Well, the cities have traded off sales tax for residential development over the last 20 years. They've done that because they are left with little choice for raising new revenues other than pushing for new commercial taxes, which has really made sales taxes the king of the highway. So city managers, redevelopment and economic development administrators have been very focused on getting sales tax in the community at the sacrifice of housing.
In the roughly 25 years since the passage of Prop 13, cities have pursued sales tax cash registers at the expense of creating new housing. One stark legacy of Propositions 13, 62, and 218 is that we have a critical housing shortage. And the irony for California is that without work force housing, we can't sustain economic growth.
One of the most essential elements in a comprehensive economic development program is housing of all quality and pricing categories, because our work force is diverse. So much of the housing stock reflects the workforce. Corporate leaders, in terms of facility investments and relocation decisions, typically look at quality of life issues in communities as one of their highest priority issues. And within the category of quality of life is housing, schools, and of course, safety, all priorities.
So, the reality for cities in California is that if they're going to continue to expand their tax base, they need to increase their housing supply. Most importantly, cities need work force housing for those folks who are out there making a living; they need and deserve a good place to live and raise a family.
If you were a city manager in a small city, particularly within a large metropolitan area like Los Angeles, how would you evaluate the decision of siting a Home Depot, per se, against the development of affordable housing?
There are two perspectives that need to change. One is that cities have to look at their tax structure realistically. Many smaller cities do not, in fact, tax businesses or industry very heavily. And since most cities don't tax their industries very heavily, cities need to do recognize that sales tax generators, such as a Home Depot, cannot perform well without residential rooftops.
Take a city like Glendale; there is no business license tax, yet the city is in good financial shape. A lot of it is because the affluent and middle class families that live there shop in their community. Glendale's amenities also serve as an attraction for residents from other communities to spend money in Glendale. What also needs to change is how cities evaluate the financial impact of housing on their budget and operations. I think there is a high level of confusion as to what households really cost a community, especially when it comes to high quality, or ‘top tier priced housing product.' Million dollar homes, which many communities have today, probably pay their way, given that these homeowners are paying such high property taxes, especially if it's a purchase that has occurred in the last 10 years. Those homes also tend to house families that spend a lot of money locally.
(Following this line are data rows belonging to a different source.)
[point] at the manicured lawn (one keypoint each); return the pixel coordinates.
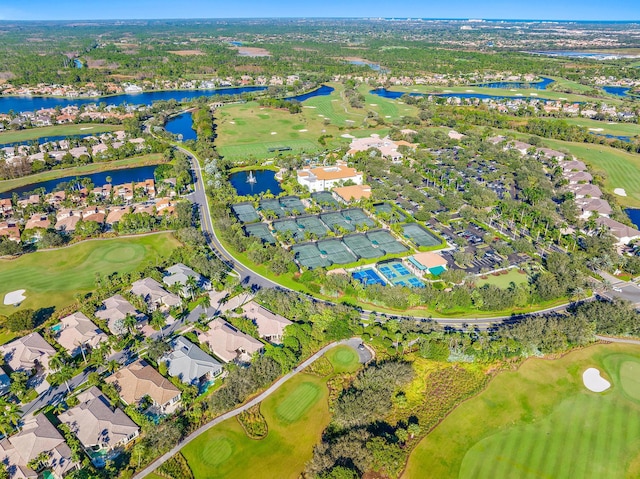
(622, 169)
(296, 414)
(151, 159)
(504, 280)
(52, 278)
(541, 421)
(58, 130)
The medium to upper level households in some of these communities, are contributing their fair share when you look at what they actually pay in property tax, and the kind of local spending/shopping habits they have.
As far as affordable housing, that's really much more of a social policy objective, because it's clear to me that in most cases, affordable housing units will not carry the kind of economic impact that medium and upper level housing will. Affordable housing will never compare to a sales tax generator, but you still need the rooftops and you clearly need the diversity in housing to provide a balanced work force base for local business operations.
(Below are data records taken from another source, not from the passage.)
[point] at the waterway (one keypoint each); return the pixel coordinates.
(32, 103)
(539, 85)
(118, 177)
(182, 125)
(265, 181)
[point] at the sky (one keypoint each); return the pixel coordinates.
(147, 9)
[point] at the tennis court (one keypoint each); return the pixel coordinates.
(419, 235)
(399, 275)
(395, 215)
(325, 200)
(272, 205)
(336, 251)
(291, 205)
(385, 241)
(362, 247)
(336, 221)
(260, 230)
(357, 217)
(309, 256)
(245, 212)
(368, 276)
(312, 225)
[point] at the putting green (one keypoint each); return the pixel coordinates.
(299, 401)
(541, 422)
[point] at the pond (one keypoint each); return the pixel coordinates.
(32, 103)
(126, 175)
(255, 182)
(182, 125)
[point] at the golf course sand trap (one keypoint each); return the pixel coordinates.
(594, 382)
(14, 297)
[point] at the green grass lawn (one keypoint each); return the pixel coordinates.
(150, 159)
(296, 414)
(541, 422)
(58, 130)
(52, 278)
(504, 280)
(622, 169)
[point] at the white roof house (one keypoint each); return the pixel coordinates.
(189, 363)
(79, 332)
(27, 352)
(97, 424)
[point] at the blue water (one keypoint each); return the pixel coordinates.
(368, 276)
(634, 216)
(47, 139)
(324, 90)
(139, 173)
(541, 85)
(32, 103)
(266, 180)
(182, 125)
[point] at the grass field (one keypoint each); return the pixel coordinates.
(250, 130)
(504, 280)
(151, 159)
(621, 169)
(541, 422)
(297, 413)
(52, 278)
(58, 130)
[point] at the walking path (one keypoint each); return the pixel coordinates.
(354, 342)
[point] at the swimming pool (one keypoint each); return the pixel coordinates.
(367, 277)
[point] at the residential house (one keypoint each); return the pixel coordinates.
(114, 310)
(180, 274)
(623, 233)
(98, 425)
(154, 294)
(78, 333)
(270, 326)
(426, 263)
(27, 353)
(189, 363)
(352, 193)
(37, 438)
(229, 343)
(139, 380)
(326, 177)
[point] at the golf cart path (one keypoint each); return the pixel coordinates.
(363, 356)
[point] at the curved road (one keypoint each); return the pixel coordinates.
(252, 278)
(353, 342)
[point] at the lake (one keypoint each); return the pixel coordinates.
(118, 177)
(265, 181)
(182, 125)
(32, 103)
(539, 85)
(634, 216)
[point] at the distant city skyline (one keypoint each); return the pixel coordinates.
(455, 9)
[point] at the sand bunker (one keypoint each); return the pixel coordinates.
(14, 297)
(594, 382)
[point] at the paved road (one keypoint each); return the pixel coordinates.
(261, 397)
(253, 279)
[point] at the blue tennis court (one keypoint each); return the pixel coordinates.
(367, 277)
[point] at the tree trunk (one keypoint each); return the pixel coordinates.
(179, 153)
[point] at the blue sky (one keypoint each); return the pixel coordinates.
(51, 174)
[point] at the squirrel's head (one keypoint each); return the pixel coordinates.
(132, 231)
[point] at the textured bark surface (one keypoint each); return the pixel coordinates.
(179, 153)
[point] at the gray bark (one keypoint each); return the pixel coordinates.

In my estimation, the fiscal impact models that are being used by the economists for local government need to be reconfigured for housing and residential fiscal impacts. They have a tendency to really focus on sales tax and commercial users and I'm not sure that that's highly appropriate today, given the cost of housing and the amount of property tax and family spending that is generated by these households.
AB 680 proposes pooling local tax revenues in order to alleviate the pressure to favor large commercial tax generators over housing. Is AB 680 an appropriate, effective mechanism to create more regional distribution of housing and commercial uses across an area?
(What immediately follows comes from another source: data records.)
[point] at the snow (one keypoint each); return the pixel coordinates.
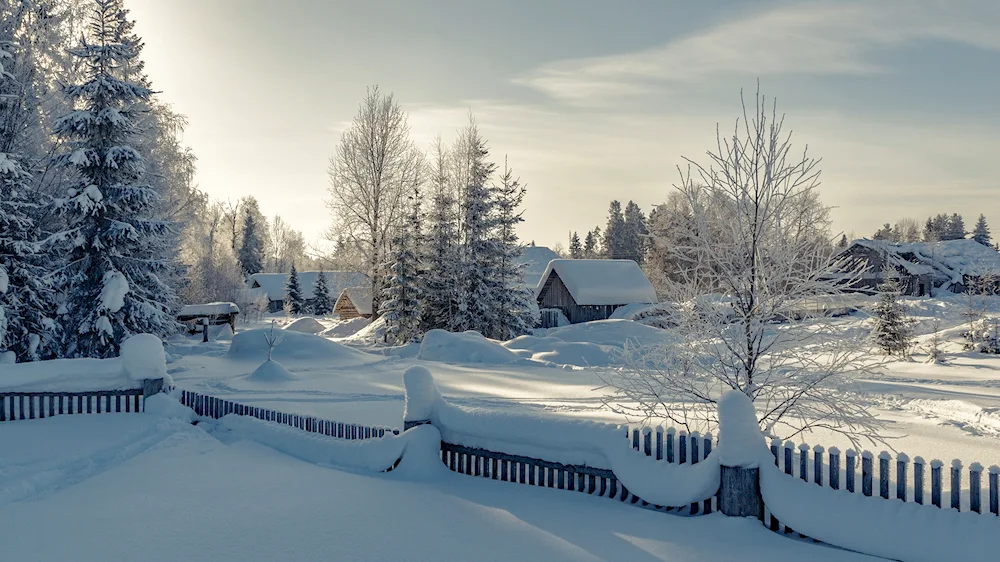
(127, 487)
(274, 283)
(251, 345)
(306, 325)
(113, 290)
(209, 309)
(270, 371)
(601, 282)
(143, 357)
(888, 528)
(465, 347)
My take on this bill is that it is a band-aid approach to a system that needs to be completely restructured from bottom up. On the face of it, the sales tax sharing solution discussion in AB680 has merit. But it is a spot bill that does not treat the broader issue of local taxation and distribution the way it deserves. Any solution must bring about long-term fiscal responsibility. What I'm really looking for is the state and local government to collaborate on an economic development plan that resolves property tax, sales tax, and state reimbursements in a format that supports consistent economic development and quality of life objectives. Unless we do that, this State will become impractical for major corporate investment.